EC2 or Elastic Compute 2 is Amazon’s cloud computing offering.  You rent servers from Amazon at a low hourly rate, micropayment style.  Every byte going into your server, every byte you store for a month, it all adds up on your monthly bill.  This approach applies not just to the hardware, you can effectively rent Windows and SQL Server as well. The end effect is very low initial costs but slightly higher annual costs - perfect for startups.  

Where it gets interesting is that you do not rent physical machines but virtual machines.  This means that you can clone your virtual machines, destroy them, scale them up, etc. to your heart’s content.  If you want to deploy a big change to production and have pre-prod running for a week then you can - and simply blow it away when you’re finished.  You don’t have to predict future computing needs - simply rent what you need now and rent what you need later well... later.   Think of the benefits that virtualisation provided a few years ago to the server room - Amazon’s cloud offering makes a similar advance to the ease of system management.
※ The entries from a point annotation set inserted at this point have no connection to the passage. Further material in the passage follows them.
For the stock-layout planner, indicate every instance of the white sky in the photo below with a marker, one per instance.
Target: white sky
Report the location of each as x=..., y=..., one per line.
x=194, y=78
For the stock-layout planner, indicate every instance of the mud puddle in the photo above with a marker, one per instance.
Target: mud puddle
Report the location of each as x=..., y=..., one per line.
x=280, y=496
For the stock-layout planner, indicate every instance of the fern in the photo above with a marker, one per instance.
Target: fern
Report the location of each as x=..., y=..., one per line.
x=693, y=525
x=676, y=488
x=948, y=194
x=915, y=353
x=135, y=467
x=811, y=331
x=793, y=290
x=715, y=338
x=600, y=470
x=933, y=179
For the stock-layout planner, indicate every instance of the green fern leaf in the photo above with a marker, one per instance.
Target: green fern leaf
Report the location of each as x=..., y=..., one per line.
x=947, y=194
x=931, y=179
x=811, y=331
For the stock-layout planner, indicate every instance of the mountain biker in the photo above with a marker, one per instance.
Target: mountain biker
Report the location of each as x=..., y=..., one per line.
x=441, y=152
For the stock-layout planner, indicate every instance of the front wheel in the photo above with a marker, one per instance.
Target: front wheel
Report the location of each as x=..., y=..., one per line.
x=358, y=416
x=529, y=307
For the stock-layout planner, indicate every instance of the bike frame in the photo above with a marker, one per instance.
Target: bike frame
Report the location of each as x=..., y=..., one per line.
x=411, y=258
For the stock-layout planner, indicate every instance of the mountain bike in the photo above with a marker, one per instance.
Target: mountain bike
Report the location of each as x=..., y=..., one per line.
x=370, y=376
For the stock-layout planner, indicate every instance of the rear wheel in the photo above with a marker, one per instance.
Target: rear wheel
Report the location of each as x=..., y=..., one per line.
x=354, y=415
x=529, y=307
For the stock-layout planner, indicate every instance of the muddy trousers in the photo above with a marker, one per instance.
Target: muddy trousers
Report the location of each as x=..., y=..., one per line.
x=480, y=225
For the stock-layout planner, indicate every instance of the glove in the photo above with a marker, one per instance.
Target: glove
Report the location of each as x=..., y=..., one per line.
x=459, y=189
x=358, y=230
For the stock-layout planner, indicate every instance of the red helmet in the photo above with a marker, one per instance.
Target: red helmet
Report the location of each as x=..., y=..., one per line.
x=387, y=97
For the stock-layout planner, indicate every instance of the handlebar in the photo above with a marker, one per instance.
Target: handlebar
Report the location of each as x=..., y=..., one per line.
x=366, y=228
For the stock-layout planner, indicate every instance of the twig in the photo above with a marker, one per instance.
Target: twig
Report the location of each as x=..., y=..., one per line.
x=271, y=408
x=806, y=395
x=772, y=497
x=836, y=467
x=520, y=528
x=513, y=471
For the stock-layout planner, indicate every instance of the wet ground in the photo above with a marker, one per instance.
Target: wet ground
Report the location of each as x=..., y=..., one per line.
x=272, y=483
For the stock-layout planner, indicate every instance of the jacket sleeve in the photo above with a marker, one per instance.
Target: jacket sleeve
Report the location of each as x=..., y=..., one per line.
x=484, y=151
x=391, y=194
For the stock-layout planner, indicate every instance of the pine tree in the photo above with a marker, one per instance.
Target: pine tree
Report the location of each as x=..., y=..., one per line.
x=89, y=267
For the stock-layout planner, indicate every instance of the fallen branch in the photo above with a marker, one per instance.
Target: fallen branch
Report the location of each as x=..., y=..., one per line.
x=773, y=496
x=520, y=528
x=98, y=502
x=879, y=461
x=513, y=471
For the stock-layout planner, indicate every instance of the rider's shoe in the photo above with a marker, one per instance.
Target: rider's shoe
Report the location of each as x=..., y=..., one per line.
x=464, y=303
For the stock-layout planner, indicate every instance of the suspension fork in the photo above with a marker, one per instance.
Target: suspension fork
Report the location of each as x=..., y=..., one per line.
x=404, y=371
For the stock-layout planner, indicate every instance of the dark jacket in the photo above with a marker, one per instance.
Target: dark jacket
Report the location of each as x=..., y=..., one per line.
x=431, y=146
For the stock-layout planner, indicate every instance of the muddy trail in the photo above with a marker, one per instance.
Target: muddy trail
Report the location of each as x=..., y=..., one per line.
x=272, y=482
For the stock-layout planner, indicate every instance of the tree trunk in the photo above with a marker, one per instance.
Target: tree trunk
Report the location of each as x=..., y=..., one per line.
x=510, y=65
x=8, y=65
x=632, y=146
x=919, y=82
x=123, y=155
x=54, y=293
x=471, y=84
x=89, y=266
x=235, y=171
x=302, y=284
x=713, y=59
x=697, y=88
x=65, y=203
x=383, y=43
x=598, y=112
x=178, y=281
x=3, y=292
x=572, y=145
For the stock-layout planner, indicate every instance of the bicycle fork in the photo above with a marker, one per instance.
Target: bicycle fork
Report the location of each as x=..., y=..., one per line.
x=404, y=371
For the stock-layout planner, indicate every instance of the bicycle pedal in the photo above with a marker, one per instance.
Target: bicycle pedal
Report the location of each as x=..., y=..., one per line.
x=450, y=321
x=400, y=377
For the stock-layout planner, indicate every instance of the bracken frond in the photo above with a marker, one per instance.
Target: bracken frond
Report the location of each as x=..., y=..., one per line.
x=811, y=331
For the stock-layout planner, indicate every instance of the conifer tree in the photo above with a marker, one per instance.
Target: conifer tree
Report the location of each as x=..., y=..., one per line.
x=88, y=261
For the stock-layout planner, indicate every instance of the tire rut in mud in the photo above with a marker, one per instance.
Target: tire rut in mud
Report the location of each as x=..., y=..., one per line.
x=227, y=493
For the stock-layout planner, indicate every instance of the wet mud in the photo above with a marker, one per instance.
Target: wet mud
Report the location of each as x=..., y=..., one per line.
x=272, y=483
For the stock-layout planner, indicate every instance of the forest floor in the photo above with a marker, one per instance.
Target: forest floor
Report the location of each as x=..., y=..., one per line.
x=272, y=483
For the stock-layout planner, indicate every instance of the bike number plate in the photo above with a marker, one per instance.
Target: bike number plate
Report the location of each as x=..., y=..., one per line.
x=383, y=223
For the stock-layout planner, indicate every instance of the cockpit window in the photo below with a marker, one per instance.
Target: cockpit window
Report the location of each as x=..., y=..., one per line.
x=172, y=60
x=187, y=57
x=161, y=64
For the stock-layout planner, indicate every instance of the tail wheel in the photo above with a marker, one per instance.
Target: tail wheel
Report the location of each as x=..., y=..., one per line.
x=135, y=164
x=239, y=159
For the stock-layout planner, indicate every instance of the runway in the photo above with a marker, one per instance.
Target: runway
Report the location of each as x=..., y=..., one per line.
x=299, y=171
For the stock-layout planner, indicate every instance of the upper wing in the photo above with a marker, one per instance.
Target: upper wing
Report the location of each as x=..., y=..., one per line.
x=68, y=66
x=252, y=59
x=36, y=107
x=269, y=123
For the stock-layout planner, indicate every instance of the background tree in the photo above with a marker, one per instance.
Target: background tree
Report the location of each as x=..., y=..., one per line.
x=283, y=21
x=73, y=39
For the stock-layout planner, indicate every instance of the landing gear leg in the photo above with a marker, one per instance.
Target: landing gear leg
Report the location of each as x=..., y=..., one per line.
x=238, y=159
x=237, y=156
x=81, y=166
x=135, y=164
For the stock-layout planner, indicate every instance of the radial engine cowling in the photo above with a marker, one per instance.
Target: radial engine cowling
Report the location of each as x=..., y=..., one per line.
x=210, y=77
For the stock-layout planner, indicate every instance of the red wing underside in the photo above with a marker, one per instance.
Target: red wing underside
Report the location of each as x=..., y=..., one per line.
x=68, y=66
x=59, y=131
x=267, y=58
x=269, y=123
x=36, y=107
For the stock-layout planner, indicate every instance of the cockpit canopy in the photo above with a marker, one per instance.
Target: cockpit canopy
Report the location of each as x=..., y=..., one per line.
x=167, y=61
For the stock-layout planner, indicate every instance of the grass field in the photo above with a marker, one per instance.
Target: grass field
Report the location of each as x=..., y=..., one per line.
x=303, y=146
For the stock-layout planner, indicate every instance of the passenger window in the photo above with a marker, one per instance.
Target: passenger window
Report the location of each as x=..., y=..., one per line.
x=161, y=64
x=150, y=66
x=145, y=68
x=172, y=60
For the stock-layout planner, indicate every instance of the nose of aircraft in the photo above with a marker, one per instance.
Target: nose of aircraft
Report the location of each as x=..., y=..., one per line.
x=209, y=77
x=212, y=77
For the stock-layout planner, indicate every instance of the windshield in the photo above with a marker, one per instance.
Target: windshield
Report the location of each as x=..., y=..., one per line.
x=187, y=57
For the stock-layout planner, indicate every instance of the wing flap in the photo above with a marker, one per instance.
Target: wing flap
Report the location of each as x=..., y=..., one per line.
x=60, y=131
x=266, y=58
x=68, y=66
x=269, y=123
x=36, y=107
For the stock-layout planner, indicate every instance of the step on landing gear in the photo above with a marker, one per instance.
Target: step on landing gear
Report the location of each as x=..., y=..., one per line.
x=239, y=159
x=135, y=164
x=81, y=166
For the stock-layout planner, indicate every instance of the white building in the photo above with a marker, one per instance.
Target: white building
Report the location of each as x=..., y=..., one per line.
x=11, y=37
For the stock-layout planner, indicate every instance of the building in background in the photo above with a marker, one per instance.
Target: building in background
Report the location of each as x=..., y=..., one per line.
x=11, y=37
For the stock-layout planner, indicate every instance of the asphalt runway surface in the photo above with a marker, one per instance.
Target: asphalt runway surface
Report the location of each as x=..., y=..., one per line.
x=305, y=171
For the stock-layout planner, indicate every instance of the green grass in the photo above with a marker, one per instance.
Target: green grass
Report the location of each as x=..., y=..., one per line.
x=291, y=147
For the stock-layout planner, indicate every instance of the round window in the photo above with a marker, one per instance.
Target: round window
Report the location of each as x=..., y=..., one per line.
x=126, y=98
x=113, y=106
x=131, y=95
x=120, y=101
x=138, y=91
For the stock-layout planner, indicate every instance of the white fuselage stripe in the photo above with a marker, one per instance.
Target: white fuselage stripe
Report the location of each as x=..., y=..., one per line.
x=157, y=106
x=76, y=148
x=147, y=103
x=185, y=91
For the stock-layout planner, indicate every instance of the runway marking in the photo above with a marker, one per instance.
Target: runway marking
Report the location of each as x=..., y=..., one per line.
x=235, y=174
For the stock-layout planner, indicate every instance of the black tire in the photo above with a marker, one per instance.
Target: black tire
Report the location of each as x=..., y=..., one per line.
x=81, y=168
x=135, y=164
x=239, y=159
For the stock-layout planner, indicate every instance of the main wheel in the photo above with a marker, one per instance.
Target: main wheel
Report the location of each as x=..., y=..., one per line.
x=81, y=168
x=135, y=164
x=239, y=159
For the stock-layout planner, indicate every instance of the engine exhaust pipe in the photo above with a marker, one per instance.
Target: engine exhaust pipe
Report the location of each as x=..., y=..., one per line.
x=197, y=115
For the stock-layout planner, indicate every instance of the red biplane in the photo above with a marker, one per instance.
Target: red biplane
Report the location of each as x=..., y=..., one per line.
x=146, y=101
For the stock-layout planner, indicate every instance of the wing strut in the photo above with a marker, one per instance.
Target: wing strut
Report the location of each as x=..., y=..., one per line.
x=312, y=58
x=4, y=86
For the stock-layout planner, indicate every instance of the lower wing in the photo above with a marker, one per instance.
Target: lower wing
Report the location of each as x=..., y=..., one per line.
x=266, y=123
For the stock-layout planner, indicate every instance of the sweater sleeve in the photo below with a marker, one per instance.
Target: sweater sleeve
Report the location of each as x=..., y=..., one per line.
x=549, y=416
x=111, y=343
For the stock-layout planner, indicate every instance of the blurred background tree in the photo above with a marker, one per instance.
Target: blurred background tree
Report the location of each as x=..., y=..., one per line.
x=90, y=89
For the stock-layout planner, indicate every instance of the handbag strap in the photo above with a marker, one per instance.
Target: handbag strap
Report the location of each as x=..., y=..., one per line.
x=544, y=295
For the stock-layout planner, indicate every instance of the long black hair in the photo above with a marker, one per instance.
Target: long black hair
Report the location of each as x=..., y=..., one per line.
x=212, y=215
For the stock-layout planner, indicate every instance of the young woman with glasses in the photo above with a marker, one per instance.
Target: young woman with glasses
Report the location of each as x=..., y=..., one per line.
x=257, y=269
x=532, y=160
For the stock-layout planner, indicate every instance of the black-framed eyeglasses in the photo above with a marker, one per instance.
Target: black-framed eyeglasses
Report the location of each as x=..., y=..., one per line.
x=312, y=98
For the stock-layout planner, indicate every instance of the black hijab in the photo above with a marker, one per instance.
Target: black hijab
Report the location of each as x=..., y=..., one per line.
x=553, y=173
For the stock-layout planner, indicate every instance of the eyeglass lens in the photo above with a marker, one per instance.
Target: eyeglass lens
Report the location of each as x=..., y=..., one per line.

Also remember how when virtualisation first came popular it had terrible performance? Sadly we see something similar here.  Amazon’s instances do not have hard drives, they’re connected to their storage via the network port.  This means that at best you are going to get gigabit networking and at times you will get much worse (I’ve had as low as 100kB/s).

This brings us back to databases. Normal databases are heavily I/O bound, with 15k drives commonplace and many organisations transitioning to Solid State.  The idea of trying to run a large database on a single USB hard drive would normally be considered a joke, and yet that’s effectively what Amazon provides. The performance of a complete system is therefore ... disappointing even when looking at basic specs (RAM, CPU etc.) it would be quite acceptable.  

And there’s nothing you can do about it, a larger instance will mitigate the issue slightly by giving you more of the network bandwidth but fundamentally you’re limited to gigabit ethernet and even if you control the entire physical machine, you won’t control the SAN.

Unfortunately it gets worse.  Most databases I’m involved with are used for reporting and modern reporting tools are quite data intensive, generating beautiful visualisations which summarise a large amount of underlying data.  The problem is how you get a large amount of data from the database to the visualisation tool - with Amazon in Virginia and me in New Zealand, I’m lucky if I can sustain 1MB/s - perfectly acceptable for browsing the internet but extremely painful when trying to run reporting tools that were designed to operate correctly over a LAN.

So while cloud computing is interesting, I would advise you to hold off deploying substantial databases to EC2 until Amazon sorts out their I/O issues.